Volunteers of all ages and backgrounds participated in 2010—to Alaska and Florida, Hawaii and Maine and places in between. Some traveled to experience the tranquility and solitude of wilderness; some to make new friends. Whatever their reasons, all these volunteers came to give something back to one of our country’s precious national forests or parks. The description below, composed by a first-timer, demonstrates the amazing diversity of goals and experiences people bring to Wilderness Volunteers trips. Enjoy!
By Jacque Phillips
My 20-year-old niece and I participated in the Maroon Bells-Snowmass Wilderness project during the last week of July. It was a week of connections. Connections to a group of people we had never met. Connections to the mountains we had never seen. Connections to the trail for which we were responsible. And, for us, the most important connection of all.
We were not “real” campers like other group members.

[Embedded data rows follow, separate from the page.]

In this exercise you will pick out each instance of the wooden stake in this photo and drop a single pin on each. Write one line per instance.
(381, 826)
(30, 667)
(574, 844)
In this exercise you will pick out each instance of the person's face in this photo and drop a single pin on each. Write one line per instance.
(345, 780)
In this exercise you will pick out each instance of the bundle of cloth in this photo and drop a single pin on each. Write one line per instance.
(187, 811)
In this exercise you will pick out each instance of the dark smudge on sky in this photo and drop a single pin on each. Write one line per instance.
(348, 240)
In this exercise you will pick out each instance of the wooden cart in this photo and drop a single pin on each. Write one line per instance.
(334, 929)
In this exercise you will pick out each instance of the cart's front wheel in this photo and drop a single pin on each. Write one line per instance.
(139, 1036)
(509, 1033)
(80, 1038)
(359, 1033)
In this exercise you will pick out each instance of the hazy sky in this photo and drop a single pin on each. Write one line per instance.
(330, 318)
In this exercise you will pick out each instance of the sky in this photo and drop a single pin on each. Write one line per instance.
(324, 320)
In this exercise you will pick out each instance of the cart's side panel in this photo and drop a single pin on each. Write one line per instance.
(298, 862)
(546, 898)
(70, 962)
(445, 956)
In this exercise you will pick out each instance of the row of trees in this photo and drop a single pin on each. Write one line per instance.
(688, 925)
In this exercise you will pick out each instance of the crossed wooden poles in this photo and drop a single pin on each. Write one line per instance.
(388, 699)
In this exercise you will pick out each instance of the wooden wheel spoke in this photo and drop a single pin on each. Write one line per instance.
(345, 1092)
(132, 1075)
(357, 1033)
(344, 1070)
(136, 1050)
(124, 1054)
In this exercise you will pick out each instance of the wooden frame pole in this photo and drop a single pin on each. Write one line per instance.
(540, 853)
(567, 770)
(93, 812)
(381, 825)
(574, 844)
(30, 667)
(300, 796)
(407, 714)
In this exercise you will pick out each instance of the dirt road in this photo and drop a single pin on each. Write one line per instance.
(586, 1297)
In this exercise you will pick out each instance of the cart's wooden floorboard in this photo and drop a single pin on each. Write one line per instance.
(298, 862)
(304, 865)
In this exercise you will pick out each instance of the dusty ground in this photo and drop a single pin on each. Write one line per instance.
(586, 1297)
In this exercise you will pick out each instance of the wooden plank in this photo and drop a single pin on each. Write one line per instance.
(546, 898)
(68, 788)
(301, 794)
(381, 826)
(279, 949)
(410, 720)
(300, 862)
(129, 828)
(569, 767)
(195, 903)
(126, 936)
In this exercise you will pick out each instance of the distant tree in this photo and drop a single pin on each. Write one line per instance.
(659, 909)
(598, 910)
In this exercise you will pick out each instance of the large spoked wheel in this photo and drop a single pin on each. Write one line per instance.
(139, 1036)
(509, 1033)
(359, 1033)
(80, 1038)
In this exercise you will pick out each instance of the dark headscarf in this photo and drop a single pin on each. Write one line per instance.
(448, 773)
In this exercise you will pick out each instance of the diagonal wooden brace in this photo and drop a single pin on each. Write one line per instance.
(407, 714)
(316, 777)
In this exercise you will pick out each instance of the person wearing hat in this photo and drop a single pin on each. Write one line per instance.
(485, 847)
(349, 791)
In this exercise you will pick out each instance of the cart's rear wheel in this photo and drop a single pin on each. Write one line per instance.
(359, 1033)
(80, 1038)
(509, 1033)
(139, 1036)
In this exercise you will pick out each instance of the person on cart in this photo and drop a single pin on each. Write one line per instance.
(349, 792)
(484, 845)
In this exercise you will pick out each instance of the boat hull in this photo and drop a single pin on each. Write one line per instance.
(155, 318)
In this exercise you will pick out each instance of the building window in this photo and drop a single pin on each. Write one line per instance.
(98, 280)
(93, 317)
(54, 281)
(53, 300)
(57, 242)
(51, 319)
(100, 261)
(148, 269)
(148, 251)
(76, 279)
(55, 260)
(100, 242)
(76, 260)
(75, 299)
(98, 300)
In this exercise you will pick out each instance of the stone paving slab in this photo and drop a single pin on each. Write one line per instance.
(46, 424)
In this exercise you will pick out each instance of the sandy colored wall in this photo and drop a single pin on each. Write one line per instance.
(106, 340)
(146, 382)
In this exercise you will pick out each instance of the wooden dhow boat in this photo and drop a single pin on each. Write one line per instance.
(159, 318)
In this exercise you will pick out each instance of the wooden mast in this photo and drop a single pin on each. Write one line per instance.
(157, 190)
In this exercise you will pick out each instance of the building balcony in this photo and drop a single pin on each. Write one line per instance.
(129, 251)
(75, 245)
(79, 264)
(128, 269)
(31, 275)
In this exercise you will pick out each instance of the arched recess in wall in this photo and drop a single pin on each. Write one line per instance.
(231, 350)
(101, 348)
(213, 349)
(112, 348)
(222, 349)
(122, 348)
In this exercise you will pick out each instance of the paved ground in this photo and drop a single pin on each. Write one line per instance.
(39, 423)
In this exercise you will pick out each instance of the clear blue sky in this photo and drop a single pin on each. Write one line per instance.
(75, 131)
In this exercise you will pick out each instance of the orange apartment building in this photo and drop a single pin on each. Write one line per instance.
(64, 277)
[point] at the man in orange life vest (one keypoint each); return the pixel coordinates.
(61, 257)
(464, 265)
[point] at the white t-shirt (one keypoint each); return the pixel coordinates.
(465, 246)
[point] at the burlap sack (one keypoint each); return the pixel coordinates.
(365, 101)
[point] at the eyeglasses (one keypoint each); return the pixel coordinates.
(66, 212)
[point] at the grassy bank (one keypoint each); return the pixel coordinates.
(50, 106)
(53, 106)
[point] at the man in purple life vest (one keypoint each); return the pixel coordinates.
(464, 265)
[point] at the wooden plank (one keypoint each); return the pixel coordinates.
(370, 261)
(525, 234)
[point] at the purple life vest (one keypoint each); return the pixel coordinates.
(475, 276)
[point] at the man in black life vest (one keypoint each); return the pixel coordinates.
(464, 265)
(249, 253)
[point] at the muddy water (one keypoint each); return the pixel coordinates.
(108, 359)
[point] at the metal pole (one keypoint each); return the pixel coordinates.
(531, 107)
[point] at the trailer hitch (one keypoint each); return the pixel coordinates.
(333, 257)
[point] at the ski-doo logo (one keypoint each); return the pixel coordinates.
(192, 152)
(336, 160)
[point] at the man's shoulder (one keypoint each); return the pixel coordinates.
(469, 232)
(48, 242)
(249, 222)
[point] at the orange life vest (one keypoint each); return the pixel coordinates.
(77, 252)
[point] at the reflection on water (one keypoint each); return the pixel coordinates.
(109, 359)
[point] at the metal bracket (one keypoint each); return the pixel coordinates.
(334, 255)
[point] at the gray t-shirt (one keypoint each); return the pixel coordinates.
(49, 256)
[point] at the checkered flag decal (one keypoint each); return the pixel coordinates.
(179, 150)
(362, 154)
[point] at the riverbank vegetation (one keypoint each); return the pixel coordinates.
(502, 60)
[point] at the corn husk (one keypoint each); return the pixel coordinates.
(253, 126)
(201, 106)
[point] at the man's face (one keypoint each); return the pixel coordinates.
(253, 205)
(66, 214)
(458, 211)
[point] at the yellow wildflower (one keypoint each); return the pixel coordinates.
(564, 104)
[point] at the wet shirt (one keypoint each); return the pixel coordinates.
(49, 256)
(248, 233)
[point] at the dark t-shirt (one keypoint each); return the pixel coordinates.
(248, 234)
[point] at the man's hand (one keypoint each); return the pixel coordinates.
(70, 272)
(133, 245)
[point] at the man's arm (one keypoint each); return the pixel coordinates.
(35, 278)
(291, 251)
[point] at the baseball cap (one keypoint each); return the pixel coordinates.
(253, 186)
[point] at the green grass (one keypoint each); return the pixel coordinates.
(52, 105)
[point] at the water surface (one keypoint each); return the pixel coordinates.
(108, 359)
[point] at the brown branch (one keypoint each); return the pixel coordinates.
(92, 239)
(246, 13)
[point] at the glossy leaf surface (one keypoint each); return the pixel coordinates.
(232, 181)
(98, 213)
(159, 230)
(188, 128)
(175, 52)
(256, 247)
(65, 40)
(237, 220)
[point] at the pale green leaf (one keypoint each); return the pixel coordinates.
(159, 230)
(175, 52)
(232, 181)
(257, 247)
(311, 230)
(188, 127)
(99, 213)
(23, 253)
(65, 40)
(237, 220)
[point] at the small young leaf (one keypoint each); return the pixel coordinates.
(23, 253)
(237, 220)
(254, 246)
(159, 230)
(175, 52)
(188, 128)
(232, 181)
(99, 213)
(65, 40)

We liked the hard work but not the hard ground. We did not have cool gear but instead had whatever we had borrowed from friends and bought from Goodwill. Yet while we laid in our flooded tent and missed our morning lattes, we connected. We connected through laughter—the kind of laughter that we can’t stop. Laughter because it has rained for hours and we’re laying in a mud puddle and we have to go to the bathroom. Laughter because we can’t sleep and we’re worried that our laughter will wake up the cool people on our trip.
We connected through powerful conversations on the trail while we worked and while we took breaks. Those were the conversations we needed to have. Those were the conversations we came for. My only nephew died when he was eighteen. He spent the final summer of his life working on trails in those same mountains. And so of all the connections during the trip, the most important one was with him.